Enfance sage, adolescence tranquille. Longtemps, les seuls tourments d’Angèle ont été amoureux. « J’étais une grande romantique. Mon adolescence a tourné autour des histoires d’amour. J’étais dans une passion folle. » A cette époque, elle veut travailler dans la mode. Vocation qu’elle a vite abandonnée. Comme celle de psychologue. « Trop d’études », glisse-t-elle. Le jour de son véritable déclic, elle s’en souvient. « C’était ma dernière année de lycée. J’étais avec ma mère, nous réfléchissions à l’avenir, et je pleurais comme si c’était la fin du monde, me demandant ce que j’allais faire de ma vie. Pour m’aider, maman m’a demandé ce que j’aimais faire. J’ai dit : “De la musique.’’ » Ce n’était pas plus compliqué.
 
 
Cette travailleuse acharnée a conçu son premier album en moins d’un an
 
Angèle intègre une école de jazz à Anvers. Elle commence un petit boulot d’étudiante dans un bar où tout le monde est musicien, est embauchée comme claviste sur la tournée de son père. C’est dans cette effervescence que germe la graine de star. « J’ai toujours fait beaucoup de piano, je composais déjà quelques chansons. Mais je ne pensais pas que tout cela pouvait vivre hors de ma chambre. » Elle trouve le compromis idéal : créer un compte sur le réseau social Instagram et poster des vidéos d’elle en train de chanter. Sa notoriété est d’abord virtuelle. Côté réalité, c’est moins facile. « J’ai arrêté l’école de jazz au milieu de la deuxième année, parce que j’avais l’impression de ne plus apprendre. La tournée de mon père était terminée et j’ai quitté mon job parce que le patron essayait de m’arnaquer… »
 
Une seule solution : rebondir. « Mon ancienne baby-sitter était une passionnée de musique. C’est elle qui a senti qu’il y avait quelque chose à exploiter. Et elle m’a lancée. Elle s’appelle Sylvie Farr, je l’ai rebaptisée “Sylvie-culot”. » Les deux débutantes commencent donc à programmer des concerts. « Sylvie n’avait aucun scrupule à s’engager dans des situations périlleuses. Nous avons pris de gros risques. Elle m’a programmée dans des salles de concert alors que je n’en avais jamais fait. Elle disait : “Mais bien sûr qu’elle a déjà de l’expérience !” J’avais à peine 20 ans… »
 
 
C’est compliqué d’avoir une vie amoureuse dans ce tourbillon !
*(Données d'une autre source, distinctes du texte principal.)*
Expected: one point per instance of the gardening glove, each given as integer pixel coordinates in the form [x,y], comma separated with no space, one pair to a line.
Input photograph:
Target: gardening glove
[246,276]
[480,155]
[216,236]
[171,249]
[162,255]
Mais la magie opère. Comme si tout avait préparé la jeune fille à cette épreuve. Et la machine se met en route. Angèle commence à interpréter ses propres chansons. Le 23 octobre 2017, elle poste sur YouTube le clip de sa première composition, « La loi de Murphy ». L’accueil est retentissant. Le lendemain, son visage est sur toutes les pages d’accueil des médias en ligne. « J’ai passé la journée enfermée chez moi, je ne comprenais rien à ce qu’il se passait. Je savais que c’était un moment décisif de ma vie. » Jusque-là saluée par les professionnels, qui venaient l’écouter dans les bars de Bruxelles, et par les internautes, sa musique aborde enfin les « vraies gens », comme elle les appelle. « Plusieurs labels m’ont proposé de signer un contrat. Mais je voulais absolument garder mon projet comme je l’avais imaginé. »
 
L’obsession du contrôle, déjà. Rien ne doit sortir si ce n’est pas sa décision. Cette travailleuse acharnée a conçu son premier album en moins d’un an. Elle y chante l’amour, la jalousie, les réseaux sociaux, la célébrité. La sienne a dépassé celle de toute sa famille. « C’est un travail génial mais qui ne s’arrête jamais. Et puis la célébrité est à double tranchant. Certes, je prends encore le métro ; mais, parfois, je dois mettre des lunettes de soleil, et il m’est déjà arrivé de partir en courant, car je suis quelqu’un de très angoissé. »
 
Pour l’apaiser, il y a « mon amour », son Léo. Ex-danseur de Christine & The Queens, devenu chorégraphe et créateur de mode, il partage son existence depuis deux ans. « J’ai encore mon appartement à Bruxelles, mais quand je suis à Paris, j’habite chez lui. C’est compliqué d’avoir une vie amoureuse dans ce tourbillon ! » Surtout que Léo avait sa carrière avant qu’elle ait la sienne... A présent, son rôle se réduit parfois à celui du « copain d’Angèle ». « Souvent, c’est lui qui se retrouve à devoir me photographier avec des fans. » Pourtant, quand elle est sur scène, c’est bien Léo la vedette : l’amour, elle ne le chante que pour lui.